Here’s some background on my family as well as a disclaimer: I’m an only child, which made everything a lot simpler for my parents when it was time to evaluate their relationship. My parents also got divorced when I was less than a year old – I have no idea what a real, nuclear family even looks like, except as an outsider. Divorce is so much different when there are other factors involved like number of children, age, years married, etc.; I’m definitely not a mouthpiece for any other kind of family situation except for my own, nor am I saying that any one family dynamic is better than another.
Divorce is never the end-game ideal situation, but my parents took a look at their relationship and mutually recognized that raising a child (me!) properly would be easier separated. When my parents split up, it was during a time when divorce was still an icky word. These days over half of all marriages – approximately 53% in 2011 – will end in divorce before one of the spouses passes away. That was five years ago, and now that millennials are the ones getting hitched, that statistic will change. A recent study predicts that over 25% of millennials won’t get married – that’s not including the ones who do get married and later divorced. Because both of my parents realized that they were capable and independent on their own, they raised me to be able to do the same – my parents don’t expect me to get married and have children (not that they wouldn’t love it and not that it won’t happen, but it’s not an expectation and they know it’s ultimately my decision).
Independence is more achievable as child/teenager/young adult, when you see the two most important people in your life succeed at it.

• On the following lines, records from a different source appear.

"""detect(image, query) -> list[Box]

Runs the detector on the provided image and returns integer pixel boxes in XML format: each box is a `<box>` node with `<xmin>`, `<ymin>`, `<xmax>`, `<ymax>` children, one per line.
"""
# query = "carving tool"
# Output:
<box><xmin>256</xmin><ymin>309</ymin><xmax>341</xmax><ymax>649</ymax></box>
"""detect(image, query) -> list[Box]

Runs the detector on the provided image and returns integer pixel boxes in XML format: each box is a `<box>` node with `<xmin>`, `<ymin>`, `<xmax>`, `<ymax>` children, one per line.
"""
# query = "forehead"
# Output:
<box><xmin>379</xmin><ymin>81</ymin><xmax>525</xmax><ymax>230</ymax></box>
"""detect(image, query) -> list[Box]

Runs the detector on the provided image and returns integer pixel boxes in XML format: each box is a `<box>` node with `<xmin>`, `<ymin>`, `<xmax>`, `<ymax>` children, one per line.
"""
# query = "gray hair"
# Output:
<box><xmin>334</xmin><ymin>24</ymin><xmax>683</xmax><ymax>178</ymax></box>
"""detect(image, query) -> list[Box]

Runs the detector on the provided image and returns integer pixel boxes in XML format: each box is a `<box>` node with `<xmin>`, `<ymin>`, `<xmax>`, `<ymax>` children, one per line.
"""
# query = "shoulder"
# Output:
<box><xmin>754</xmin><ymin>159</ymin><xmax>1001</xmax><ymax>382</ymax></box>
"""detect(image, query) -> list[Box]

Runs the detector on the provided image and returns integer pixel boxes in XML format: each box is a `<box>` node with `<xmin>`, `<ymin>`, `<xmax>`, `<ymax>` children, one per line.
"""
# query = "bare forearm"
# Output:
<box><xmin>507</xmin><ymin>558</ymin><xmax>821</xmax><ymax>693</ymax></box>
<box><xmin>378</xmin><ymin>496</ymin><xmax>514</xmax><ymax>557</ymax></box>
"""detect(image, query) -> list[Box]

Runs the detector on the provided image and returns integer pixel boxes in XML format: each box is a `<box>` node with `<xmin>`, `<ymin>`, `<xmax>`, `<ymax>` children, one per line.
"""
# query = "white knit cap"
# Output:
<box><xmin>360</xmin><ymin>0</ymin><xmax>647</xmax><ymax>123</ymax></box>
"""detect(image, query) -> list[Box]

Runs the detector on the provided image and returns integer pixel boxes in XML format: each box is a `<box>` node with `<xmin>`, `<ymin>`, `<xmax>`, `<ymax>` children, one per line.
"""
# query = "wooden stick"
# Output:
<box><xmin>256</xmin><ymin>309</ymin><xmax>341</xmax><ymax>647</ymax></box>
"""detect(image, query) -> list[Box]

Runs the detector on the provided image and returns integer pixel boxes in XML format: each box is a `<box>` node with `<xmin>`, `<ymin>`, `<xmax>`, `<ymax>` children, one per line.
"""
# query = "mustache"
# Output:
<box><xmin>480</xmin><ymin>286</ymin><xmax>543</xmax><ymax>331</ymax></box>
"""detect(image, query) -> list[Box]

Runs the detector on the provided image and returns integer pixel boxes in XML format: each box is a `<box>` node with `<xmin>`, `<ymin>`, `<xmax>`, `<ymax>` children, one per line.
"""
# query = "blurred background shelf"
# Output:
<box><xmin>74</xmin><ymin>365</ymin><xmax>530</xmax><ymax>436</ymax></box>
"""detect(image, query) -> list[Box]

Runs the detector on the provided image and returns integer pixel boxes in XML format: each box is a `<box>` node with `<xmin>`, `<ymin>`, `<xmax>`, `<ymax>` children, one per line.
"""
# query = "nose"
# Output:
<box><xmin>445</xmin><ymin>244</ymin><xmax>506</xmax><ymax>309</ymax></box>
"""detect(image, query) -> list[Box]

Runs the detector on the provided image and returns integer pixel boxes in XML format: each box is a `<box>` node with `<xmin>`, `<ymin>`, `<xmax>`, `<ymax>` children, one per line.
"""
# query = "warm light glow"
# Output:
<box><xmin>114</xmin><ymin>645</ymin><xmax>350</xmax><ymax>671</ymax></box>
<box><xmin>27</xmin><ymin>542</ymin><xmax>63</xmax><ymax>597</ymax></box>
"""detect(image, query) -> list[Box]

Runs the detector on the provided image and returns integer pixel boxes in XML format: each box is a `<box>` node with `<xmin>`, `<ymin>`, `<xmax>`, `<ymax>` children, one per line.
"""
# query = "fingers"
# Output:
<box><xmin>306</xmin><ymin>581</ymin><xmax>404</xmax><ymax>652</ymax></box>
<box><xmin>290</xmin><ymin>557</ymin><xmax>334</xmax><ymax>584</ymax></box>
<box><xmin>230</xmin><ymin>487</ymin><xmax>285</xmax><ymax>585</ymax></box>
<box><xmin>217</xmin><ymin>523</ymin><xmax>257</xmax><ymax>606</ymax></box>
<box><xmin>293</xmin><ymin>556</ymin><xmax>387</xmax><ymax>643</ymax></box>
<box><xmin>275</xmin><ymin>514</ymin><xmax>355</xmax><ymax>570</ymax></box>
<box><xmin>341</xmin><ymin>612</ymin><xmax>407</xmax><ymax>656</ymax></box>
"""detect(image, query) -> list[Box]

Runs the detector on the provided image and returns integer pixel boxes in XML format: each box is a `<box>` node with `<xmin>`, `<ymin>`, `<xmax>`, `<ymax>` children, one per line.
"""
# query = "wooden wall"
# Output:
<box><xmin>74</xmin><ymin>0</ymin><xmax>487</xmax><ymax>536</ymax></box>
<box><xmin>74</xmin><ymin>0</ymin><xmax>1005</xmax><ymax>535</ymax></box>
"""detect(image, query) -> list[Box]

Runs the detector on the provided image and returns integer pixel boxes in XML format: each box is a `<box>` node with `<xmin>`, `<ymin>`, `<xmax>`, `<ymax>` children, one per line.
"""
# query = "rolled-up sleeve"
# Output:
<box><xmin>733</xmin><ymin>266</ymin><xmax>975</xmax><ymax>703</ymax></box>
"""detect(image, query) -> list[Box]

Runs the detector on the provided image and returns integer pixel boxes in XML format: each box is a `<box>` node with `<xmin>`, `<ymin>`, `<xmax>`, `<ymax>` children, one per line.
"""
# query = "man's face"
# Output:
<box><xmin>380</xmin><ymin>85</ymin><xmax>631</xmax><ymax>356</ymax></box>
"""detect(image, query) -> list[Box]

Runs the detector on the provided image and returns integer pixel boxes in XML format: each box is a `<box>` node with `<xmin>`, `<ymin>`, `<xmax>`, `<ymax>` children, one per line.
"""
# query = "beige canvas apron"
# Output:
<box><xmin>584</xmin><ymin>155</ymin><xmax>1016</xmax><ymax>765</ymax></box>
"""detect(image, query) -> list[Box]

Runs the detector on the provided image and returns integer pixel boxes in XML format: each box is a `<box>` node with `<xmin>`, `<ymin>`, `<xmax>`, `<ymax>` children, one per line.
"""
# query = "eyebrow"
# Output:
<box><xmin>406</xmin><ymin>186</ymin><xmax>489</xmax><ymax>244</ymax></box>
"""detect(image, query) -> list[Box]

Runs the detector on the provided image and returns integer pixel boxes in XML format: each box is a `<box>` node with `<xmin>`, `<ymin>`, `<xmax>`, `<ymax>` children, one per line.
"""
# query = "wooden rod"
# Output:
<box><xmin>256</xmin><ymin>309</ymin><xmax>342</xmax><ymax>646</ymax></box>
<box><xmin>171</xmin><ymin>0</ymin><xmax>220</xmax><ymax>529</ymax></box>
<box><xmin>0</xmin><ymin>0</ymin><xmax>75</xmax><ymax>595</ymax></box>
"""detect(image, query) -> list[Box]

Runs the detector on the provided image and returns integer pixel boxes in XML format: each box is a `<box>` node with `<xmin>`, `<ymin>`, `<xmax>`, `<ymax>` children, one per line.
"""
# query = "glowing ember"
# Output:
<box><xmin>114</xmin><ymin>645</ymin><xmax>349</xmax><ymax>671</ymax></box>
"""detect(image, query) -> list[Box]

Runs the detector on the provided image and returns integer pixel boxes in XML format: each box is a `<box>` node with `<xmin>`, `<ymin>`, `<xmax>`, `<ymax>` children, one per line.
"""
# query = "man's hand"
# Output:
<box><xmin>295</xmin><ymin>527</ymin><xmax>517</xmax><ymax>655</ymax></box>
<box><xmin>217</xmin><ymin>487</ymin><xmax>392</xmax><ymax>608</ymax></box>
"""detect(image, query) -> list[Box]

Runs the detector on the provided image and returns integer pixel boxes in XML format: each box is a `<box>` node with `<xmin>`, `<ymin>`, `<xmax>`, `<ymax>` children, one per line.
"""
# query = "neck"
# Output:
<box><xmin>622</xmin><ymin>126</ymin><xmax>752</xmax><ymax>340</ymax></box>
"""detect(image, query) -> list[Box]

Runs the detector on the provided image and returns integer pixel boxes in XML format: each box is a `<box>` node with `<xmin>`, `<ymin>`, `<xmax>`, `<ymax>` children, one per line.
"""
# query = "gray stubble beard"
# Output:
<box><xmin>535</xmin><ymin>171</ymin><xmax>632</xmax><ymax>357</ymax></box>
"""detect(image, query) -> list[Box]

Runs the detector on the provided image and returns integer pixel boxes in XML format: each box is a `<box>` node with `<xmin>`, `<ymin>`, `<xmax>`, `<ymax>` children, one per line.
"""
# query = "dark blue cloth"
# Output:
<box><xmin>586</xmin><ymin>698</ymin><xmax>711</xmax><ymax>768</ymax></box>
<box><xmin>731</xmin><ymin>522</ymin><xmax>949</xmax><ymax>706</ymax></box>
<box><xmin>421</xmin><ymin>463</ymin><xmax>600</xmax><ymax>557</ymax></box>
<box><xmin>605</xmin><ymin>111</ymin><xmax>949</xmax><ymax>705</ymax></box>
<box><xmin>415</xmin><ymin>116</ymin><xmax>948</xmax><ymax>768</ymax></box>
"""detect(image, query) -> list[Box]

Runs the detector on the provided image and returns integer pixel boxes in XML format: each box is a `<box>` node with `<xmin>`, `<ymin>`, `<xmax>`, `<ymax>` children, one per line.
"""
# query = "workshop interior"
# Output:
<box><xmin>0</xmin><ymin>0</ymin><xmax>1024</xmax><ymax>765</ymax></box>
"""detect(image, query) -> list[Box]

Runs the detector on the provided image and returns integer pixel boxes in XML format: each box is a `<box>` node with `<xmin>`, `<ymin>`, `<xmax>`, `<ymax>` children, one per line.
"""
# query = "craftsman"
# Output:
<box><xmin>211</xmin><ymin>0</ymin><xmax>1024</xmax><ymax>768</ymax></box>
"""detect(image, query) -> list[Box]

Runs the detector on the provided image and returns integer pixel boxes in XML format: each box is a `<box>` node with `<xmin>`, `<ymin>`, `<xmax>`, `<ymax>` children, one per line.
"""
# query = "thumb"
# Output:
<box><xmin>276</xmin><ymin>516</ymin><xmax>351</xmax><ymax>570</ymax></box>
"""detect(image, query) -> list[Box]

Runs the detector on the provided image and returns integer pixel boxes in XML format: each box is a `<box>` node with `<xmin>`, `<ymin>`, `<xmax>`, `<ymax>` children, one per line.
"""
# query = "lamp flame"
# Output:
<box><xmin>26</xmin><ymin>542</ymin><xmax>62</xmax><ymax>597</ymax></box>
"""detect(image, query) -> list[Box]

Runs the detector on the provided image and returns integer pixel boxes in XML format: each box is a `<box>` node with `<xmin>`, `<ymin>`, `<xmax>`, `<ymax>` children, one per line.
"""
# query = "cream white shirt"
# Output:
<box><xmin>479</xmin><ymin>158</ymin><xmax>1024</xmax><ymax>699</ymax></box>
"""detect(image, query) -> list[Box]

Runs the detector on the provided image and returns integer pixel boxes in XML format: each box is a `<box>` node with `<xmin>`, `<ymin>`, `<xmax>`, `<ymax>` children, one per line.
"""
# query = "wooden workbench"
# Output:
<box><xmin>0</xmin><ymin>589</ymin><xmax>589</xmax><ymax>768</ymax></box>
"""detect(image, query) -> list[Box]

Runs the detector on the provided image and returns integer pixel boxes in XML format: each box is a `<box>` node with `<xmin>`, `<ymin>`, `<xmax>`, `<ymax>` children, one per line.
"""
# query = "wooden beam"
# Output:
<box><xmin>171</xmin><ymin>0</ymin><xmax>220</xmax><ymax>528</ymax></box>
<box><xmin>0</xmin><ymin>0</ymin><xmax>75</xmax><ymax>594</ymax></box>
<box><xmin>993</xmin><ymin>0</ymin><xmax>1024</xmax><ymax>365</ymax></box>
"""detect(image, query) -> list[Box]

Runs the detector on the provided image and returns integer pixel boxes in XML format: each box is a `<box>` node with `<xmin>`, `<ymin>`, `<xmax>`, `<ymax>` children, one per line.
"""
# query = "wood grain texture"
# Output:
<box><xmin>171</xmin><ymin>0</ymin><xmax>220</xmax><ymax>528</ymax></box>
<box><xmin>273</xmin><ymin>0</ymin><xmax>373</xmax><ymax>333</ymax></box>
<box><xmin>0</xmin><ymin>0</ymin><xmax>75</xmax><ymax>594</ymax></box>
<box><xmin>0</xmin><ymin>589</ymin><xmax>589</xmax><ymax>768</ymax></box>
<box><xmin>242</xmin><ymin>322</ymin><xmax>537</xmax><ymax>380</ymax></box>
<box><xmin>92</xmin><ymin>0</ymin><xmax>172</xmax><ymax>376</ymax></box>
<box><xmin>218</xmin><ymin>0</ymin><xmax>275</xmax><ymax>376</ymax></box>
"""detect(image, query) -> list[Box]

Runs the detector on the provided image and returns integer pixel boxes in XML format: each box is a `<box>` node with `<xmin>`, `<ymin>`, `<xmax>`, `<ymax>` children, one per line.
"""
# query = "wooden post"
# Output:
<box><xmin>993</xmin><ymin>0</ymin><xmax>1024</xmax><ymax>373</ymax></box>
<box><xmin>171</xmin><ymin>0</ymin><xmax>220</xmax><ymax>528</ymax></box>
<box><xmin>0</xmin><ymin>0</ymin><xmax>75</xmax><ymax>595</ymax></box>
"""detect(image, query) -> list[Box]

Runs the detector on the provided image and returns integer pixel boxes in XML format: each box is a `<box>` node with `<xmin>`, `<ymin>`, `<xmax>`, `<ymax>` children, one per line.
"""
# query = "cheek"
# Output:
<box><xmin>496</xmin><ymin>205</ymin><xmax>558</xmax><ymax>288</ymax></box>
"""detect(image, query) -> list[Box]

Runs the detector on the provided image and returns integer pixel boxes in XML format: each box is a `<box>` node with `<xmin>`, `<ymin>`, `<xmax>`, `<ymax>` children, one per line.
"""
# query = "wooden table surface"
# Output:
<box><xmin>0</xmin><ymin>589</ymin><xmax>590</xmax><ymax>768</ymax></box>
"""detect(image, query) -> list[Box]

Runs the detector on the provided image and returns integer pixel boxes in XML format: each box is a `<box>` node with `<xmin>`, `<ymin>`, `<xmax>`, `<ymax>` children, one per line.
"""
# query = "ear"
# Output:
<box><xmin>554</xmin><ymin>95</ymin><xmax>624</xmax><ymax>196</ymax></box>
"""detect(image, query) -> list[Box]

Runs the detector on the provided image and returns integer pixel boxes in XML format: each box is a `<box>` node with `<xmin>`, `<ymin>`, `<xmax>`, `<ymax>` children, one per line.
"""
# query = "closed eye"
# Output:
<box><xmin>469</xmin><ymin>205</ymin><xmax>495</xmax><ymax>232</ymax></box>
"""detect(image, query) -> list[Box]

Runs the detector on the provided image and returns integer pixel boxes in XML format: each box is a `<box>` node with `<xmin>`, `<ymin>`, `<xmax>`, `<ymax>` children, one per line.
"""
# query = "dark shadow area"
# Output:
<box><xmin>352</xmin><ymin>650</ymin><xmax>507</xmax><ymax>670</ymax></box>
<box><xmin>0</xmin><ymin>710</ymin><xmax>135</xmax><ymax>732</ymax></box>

A negative stigma is often associated with single parents, moms especially, and I was very aware of that as a child; seeing both of my parents have full time jobs, social lives, hobbies, and enough time at the end of the day to help me with homework and play with me was important in teaching me that being an adult means being a capable member of society all by yourself.
Both of my parents taught me what they knew: my mom had to teach me to be independent as a woman and instead of perpetuating the idea that I wasn’t safe by myself, she taught me HOW to be safe by myself; my mom showed me how to use pepper spray and how to hold my keys just in case I were ever attacked on my way to my car. She taught me what to do in case of emergency if I was home alone (I remember when I was in elementary school she taught me what to do if my eyeball fell out – I was a very prepared child), like how to speak to a 911 operator or what to yell if a stranger grabbed me in public. My dad also taught me what he knew: how to change the oil in my car, how to wash the dishes by hand, how to ride a bike, anything and everything about carpentry, and how to drive (since I was twelve-years-old). Two parents equal two sets of life experience and skills as well as multiple perspectives on life.
Because my parents were divorced when I was so young, I never got to experience what it’s like to live in a normal family setting. Instead of feeling like I missed out on something, I feel like it’s easier to navigate life since I’m not trying to shove myself in a nuclear box – I don’t have any specific expectations as to what a family should look like.
Just because a divorce made my life better doesn’t mean that I take it lightly or think it’s the answer to all unhappy marriages. It also doesn’t mean that I hate marriage or think every marriage is doomed. I would like to get married myself someday, but as someone who’s seen divorce first hand and actually benefitted from it, I know for a fact that marriage isn’t for everyone – it’s not a necessity in life or something you have to do to achieve the American Dream.